Fig. 4 – Celtic ‘Imitation’ of Audoleon AR Tetradrachm, Kroisbach type
In fig. 5/6 the naturalistic features of the chieftain are further developed, and the subject is portrayed with a broken nose, logically indicating (if this is the same individual) that these are chronologically later than fig. 4.
Fig. 5 - Celtic ‘Imitation’ of Audoleon AR Tetradrachm, Kroisbach type with Reiterstumpf. Broken Nose type.
Fig. 6 – Celtic ‘Imitation’ of Audoleon AR Tetradrachm, Kroisbach type with Reiterstumpf. Broken Nose type (2nd/1st c. BC)
However, just as the process appears to develop logically towards a naturalistic portrait of the subject on the obverse, and a naivist approach to the horse/rider on the reverse, it takes an unexpected twist.
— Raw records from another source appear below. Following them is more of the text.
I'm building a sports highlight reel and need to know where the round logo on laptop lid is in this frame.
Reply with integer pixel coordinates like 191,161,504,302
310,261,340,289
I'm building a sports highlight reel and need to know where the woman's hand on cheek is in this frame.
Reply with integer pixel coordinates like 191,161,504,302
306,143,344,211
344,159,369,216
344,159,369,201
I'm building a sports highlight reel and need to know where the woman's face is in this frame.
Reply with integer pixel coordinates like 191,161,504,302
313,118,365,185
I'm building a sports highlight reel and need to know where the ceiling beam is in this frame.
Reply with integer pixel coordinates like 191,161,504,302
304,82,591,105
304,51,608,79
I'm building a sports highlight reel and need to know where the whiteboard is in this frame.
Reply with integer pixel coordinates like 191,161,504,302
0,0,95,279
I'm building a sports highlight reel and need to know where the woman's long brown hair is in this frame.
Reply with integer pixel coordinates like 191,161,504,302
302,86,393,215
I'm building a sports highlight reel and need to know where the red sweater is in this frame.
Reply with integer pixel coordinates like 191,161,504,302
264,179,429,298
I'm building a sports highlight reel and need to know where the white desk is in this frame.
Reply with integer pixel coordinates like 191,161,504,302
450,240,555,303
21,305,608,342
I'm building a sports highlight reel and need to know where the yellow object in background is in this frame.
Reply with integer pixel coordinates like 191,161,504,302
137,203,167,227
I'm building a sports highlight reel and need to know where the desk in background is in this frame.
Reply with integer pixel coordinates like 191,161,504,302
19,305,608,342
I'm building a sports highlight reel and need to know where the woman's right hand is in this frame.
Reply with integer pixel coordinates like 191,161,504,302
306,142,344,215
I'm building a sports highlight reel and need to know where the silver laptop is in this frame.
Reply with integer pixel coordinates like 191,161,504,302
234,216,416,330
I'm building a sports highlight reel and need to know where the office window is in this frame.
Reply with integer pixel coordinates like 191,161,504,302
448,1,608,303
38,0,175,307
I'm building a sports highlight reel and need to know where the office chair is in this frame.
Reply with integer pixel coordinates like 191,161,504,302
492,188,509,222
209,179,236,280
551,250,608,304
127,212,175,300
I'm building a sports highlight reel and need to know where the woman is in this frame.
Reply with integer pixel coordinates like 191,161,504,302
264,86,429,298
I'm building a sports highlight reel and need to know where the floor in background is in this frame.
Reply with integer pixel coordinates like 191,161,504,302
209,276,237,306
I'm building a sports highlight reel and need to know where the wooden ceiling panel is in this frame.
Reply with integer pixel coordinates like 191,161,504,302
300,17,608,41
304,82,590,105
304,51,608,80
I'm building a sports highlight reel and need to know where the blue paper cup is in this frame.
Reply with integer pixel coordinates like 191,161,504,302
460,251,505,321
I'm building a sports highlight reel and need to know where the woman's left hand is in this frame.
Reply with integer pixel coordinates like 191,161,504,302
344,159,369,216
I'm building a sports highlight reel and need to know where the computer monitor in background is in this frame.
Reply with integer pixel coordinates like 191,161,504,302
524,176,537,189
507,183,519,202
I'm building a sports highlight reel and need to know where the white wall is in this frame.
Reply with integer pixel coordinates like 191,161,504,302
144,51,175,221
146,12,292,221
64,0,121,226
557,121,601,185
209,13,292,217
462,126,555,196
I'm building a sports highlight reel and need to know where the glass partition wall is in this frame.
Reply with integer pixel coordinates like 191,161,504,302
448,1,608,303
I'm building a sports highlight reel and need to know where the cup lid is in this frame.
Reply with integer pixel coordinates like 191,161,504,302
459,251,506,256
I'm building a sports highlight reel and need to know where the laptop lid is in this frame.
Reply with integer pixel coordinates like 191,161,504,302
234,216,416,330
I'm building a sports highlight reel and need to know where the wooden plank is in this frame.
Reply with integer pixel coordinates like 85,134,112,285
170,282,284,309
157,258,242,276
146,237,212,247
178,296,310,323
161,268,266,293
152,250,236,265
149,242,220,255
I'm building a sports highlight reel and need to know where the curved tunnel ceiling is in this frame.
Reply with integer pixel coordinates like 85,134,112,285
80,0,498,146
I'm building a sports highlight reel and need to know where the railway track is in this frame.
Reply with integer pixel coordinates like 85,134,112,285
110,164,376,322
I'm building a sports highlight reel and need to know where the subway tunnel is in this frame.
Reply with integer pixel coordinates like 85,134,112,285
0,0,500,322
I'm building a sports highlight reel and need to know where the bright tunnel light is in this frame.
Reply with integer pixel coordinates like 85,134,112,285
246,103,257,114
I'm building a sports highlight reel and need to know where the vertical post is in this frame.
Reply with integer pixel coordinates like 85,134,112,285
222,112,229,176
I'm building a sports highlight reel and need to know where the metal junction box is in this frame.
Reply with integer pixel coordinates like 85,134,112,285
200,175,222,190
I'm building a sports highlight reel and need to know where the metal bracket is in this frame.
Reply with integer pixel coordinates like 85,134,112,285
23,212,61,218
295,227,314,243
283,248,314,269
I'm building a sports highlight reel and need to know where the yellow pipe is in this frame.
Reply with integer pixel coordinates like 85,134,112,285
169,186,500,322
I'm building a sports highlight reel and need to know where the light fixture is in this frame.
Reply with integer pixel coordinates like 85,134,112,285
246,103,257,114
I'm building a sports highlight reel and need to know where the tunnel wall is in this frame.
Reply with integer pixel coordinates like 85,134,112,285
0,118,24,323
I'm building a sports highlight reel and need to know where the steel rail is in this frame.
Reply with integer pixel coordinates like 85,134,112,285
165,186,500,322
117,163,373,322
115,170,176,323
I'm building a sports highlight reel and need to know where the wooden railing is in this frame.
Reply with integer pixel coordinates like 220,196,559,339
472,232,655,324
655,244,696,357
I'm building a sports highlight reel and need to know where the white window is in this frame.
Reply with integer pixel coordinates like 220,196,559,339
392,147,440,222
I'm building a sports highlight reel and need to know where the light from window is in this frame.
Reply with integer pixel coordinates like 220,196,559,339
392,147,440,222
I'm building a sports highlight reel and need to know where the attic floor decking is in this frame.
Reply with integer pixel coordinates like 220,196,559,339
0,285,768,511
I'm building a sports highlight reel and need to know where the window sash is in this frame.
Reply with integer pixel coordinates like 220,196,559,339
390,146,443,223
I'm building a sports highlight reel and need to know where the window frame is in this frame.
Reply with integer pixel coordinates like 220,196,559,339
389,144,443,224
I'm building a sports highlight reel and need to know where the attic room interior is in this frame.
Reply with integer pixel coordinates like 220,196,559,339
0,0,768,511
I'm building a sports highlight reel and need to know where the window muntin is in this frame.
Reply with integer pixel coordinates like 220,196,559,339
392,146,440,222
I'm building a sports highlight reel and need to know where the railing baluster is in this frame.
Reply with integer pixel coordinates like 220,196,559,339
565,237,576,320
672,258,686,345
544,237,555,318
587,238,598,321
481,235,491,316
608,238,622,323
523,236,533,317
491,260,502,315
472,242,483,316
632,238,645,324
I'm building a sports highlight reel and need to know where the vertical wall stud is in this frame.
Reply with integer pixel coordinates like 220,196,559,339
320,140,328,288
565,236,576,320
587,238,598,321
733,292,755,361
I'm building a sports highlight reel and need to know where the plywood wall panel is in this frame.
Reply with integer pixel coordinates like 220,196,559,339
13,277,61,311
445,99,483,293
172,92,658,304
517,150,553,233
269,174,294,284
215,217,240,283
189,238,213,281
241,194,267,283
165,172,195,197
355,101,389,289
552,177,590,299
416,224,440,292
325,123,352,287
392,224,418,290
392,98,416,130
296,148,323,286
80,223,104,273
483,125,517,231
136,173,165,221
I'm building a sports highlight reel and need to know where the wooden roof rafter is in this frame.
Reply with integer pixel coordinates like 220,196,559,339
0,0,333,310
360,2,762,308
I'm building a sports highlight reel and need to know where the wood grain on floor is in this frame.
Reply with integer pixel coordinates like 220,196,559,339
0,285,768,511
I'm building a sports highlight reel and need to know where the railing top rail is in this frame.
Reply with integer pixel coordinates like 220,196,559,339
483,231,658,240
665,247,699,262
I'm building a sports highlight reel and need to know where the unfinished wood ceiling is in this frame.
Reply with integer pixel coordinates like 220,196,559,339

During the final phase of the process we see a return to the idealization of the subject on the obverse, wholly conforming to the circular composition. Perhaps most remarkable is the schematic/iconic portrayal of the horseman on the reverse. In this final phase the head/torso of the rider fuses with horse and the head is represented by a solar symbol – 9 smaller dots ‘revolving’ around a central larger dot.
Fig 7 – Late Celtic ‘Imitation’ of Audoleon AR Tetradrachm, Kroisbach type with Reiterstumpf (1st c. BC)
Both the ‘rayed sun’ and the fusion of rider and horse into one creature are common developments in late Iron Age Celtic art (fig. 8-10), and may represent the fusion of the human and the divine – the transformation of man into God.
Fig 8 – Celtic Scyphate AR Tetradrachm from the Transylvanian Plain. (Ringelkopfreiter type)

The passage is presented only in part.